I printed to PDF this HN thread in Chrome (I assume that the PDF printing was done on the system level by OSX -- EDIT yes, from the file: "/Producer (macOS Version 10.15.2 \(Build 19C57\) Quartz PDFContext)"), and none of the page's strings appear as ascii or utf-8 in the document. grep is unable to find any string in that file.
Do you have a specific print to PDF setup? Or a PDF-aware grep..?
EDIT: Seeing the command-line you're using, the search you do is over the files' names, correct? The PDF/(original web page) text content is not indexed, right? Just to make sure I understand correctly.
I just use the PDF defaults from whatever browser I'm using at the time.

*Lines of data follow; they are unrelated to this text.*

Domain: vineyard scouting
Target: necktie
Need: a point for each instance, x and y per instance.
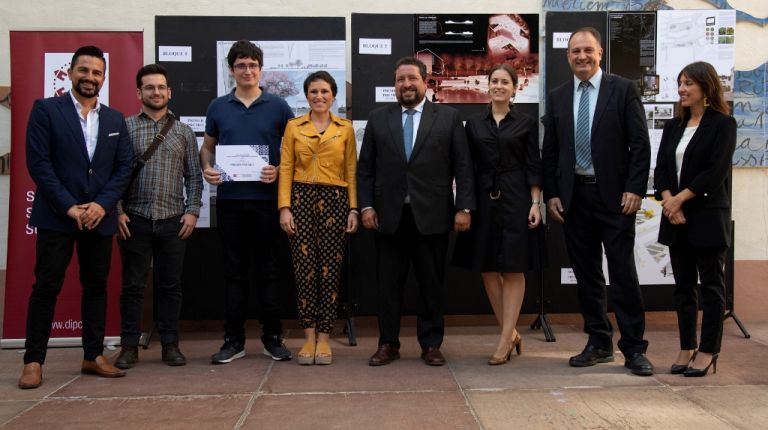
(408, 132)
(583, 146)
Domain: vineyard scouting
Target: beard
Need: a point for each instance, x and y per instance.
(162, 104)
(409, 98)
(88, 93)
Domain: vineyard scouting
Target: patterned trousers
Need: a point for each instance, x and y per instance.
(320, 214)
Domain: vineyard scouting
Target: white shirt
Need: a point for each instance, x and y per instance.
(89, 124)
(595, 80)
(680, 150)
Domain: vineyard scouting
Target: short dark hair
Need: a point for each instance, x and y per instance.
(245, 49)
(591, 30)
(320, 75)
(91, 51)
(151, 69)
(412, 61)
(706, 77)
(507, 68)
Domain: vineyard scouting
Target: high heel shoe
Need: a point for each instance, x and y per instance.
(680, 368)
(516, 345)
(702, 372)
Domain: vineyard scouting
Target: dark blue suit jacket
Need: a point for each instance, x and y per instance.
(621, 149)
(57, 160)
(440, 154)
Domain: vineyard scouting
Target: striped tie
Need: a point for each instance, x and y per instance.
(408, 132)
(583, 146)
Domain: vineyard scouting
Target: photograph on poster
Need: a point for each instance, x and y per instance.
(286, 65)
(685, 36)
(459, 50)
(631, 46)
(650, 86)
(656, 114)
(57, 81)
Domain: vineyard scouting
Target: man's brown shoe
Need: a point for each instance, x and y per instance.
(129, 356)
(31, 376)
(384, 355)
(432, 356)
(100, 366)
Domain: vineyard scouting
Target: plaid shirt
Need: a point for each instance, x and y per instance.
(157, 193)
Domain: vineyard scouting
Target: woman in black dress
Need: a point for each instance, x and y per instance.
(691, 180)
(505, 152)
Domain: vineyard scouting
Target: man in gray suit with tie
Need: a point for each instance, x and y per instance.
(411, 153)
(596, 157)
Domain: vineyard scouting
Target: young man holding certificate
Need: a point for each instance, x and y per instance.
(243, 128)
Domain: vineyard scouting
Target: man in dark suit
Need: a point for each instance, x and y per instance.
(411, 153)
(79, 155)
(596, 157)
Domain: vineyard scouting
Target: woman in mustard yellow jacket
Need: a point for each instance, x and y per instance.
(317, 198)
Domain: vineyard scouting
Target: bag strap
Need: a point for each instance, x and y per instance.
(159, 138)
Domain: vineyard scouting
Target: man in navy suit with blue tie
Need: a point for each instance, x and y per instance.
(596, 157)
(79, 155)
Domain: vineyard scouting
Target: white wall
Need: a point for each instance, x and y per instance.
(750, 185)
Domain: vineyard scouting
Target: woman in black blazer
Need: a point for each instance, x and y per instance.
(691, 180)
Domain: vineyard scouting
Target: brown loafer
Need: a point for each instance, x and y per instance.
(432, 356)
(31, 376)
(100, 366)
(384, 355)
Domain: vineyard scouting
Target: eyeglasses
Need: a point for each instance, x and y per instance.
(152, 88)
(249, 66)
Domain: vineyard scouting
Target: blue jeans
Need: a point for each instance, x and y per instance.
(158, 240)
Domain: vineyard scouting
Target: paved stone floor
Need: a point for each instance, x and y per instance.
(536, 390)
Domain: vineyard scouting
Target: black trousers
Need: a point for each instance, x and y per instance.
(709, 264)
(249, 231)
(53, 252)
(428, 254)
(150, 240)
(589, 227)
(317, 249)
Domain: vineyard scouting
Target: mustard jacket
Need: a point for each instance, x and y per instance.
(313, 158)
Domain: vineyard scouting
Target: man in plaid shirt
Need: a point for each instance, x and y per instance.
(156, 220)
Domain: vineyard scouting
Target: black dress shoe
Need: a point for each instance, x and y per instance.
(384, 355)
(693, 372)
(591, 356)
(639, 364)
(129, 355)
(432, 356)
(677, 369)
(172, 356)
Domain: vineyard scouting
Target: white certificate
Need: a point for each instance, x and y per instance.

Nothing special involved, just the defaults.
I do use 'pdftotext' to do more fine-grained searching if I need to - but for the most part I find that a simple "ls -l | grep <search>" suffices, since this method preserves page title text too ..
I did the same thing for this thread and had no issues with this command, whatsoever:
> EDIT: Seeing the command-line you're using, the search you do is over the files' names, correct? The PDF/(original web page) text content is not indexed, right? Just to make sure I understand correctly.
pdftotext gets the actual text from the PDF. I don't do this, but I'm sure that you could automate the process of generating a text file for each PDF in a directory with pdftotext and then ripgrep the text files when it's time to search the contents. That would be doable with a makefile or a couple of shell scripts.
Yeah, my computer is fast enough that I can just do "find . -name '*.pdf' -exec pdftotext {} \; | grep -i someSearchTerm" and come back later. Bonus points that it stays in my Terminal for reference later in the day as needed.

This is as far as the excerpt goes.